Or had they? While #MeToo began as a battle cry against sexual violence, women are now using the opportunity to start valid conversations about better, healthier sex. They're charging the doors, publicly challenging everything that's been feeling toxic for them in this current sexual climate. Beyond what's legal and illegal, women are turning the lens onto damaging sex – including the kind some men might see as "normal." And they're questioning why mutual pleasure for women and men is a discussion that, so far, has been left off the table. This, they say, is the next frontier of consent.

"We have been saying for a while now that consent is a low bar. It is the lowest bar there is. After that, we need to talk about sexual pleasure and good sex – sex that you actually want to have," said Karen B. K. Chan, a Toronto-based sex and emotional-literacy educator.

The Ansari story – graphic allegations of a man relentlessly grabbing at a woman who is pulling away – showcases sex that revolves around one person pushing to get something out of another, not two people having a good time, said Lisa Wade. In her 2017 book American Hookup: The New Culture of Sex on Campus, Wade charts a transactional type of sex that pivots on being emotionally uninvested in intimate partners.

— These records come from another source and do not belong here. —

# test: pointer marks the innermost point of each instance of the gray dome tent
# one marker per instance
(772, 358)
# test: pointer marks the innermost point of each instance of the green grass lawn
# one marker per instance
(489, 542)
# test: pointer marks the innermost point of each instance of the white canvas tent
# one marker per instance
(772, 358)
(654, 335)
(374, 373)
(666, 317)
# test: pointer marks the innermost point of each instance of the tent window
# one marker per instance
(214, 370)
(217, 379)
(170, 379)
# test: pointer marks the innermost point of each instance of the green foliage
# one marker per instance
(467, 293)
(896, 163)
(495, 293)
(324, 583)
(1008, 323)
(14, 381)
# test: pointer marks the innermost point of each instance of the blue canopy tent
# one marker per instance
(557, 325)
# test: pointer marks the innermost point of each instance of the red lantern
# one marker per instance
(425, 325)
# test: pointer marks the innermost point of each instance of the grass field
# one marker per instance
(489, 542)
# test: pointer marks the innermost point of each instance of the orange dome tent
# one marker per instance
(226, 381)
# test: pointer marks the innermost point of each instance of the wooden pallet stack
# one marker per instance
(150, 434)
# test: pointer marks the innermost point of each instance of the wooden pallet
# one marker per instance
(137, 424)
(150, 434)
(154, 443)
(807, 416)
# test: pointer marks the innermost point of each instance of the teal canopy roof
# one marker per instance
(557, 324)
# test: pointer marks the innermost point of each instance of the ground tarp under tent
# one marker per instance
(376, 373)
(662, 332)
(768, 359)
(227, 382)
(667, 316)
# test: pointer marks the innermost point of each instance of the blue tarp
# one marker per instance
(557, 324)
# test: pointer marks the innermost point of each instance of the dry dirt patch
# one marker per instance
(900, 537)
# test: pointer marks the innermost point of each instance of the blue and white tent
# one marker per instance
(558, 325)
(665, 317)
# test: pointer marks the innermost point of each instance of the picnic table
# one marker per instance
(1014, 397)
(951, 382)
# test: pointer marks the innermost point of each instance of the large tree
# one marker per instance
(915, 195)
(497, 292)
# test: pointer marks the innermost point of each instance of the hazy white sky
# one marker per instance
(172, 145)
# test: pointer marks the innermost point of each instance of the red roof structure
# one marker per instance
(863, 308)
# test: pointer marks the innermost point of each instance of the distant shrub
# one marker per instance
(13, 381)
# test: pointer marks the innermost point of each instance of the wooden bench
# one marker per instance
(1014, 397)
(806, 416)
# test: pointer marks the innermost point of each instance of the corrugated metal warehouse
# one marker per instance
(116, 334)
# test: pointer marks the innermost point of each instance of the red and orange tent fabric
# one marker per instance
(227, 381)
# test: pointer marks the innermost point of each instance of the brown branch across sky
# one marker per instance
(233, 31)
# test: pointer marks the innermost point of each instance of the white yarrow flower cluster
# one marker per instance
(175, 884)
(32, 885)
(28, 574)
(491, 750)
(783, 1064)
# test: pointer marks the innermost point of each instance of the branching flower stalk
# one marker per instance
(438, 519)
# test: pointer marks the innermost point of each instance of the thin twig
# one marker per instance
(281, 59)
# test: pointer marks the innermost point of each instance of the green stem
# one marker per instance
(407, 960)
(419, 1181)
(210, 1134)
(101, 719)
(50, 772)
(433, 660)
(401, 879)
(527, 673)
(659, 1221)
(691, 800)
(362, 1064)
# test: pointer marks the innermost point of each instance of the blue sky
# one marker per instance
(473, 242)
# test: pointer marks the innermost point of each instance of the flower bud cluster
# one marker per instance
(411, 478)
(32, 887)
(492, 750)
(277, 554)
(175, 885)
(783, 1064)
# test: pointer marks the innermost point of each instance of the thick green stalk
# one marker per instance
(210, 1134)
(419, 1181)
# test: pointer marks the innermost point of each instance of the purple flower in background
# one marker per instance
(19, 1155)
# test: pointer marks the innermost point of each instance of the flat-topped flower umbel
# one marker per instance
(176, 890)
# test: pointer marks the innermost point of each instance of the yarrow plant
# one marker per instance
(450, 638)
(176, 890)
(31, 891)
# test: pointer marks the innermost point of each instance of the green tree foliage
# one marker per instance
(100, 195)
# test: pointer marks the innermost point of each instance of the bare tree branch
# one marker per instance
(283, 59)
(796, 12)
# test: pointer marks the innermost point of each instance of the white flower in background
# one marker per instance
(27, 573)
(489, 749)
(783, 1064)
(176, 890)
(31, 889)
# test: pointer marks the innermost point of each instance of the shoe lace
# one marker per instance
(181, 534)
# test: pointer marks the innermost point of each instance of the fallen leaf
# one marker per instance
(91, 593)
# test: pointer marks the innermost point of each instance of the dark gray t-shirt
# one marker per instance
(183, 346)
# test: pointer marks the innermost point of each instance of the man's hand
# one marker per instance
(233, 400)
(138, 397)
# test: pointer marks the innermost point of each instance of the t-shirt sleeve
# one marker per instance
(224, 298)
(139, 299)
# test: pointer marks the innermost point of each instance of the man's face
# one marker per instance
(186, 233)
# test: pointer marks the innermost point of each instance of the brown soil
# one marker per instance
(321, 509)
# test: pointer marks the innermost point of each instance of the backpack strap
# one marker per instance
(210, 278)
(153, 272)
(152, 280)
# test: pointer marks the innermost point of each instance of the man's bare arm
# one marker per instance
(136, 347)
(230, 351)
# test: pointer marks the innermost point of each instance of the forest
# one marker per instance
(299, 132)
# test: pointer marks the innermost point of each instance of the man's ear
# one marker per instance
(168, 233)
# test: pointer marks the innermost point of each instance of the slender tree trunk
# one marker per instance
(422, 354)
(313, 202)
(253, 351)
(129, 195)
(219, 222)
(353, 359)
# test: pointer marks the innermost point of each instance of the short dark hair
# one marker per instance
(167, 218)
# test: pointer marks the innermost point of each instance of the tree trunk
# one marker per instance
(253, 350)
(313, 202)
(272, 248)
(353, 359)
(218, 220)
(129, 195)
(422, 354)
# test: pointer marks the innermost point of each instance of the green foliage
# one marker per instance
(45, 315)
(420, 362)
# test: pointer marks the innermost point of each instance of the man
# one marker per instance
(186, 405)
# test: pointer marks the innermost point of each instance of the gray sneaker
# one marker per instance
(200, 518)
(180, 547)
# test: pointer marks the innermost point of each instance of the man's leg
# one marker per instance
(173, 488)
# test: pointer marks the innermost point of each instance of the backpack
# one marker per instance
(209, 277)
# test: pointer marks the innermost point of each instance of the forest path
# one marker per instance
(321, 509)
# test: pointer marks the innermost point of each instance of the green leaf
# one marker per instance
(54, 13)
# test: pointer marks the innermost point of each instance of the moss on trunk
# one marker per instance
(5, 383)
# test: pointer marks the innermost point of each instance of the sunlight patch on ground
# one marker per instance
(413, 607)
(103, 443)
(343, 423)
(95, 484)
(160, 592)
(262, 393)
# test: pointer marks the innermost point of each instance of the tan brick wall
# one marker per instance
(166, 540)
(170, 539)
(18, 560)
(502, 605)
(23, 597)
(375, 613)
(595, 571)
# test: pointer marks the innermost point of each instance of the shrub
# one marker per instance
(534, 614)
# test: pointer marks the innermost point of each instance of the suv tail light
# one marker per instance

"We've decided that sex is a place where you don't have to be nice or treat other people like they're equal. Here it's perfectly acceptable to be unkind and callous, to lie, to promise," said Wade. "When that's the mentality, you start to see the people you want to extract sex from as targets, not humans."

She describes disheartening conversations with her students at Occidental College in Los Angeles, where she is an associate professor of sociology. "Almost every woman who interacts with men has at some point had that moment where she's like, 'Oh, I'm not a person. I'm just something he wants to have for a second.' One of my students talked about feeling like 'a masturbation toy.'"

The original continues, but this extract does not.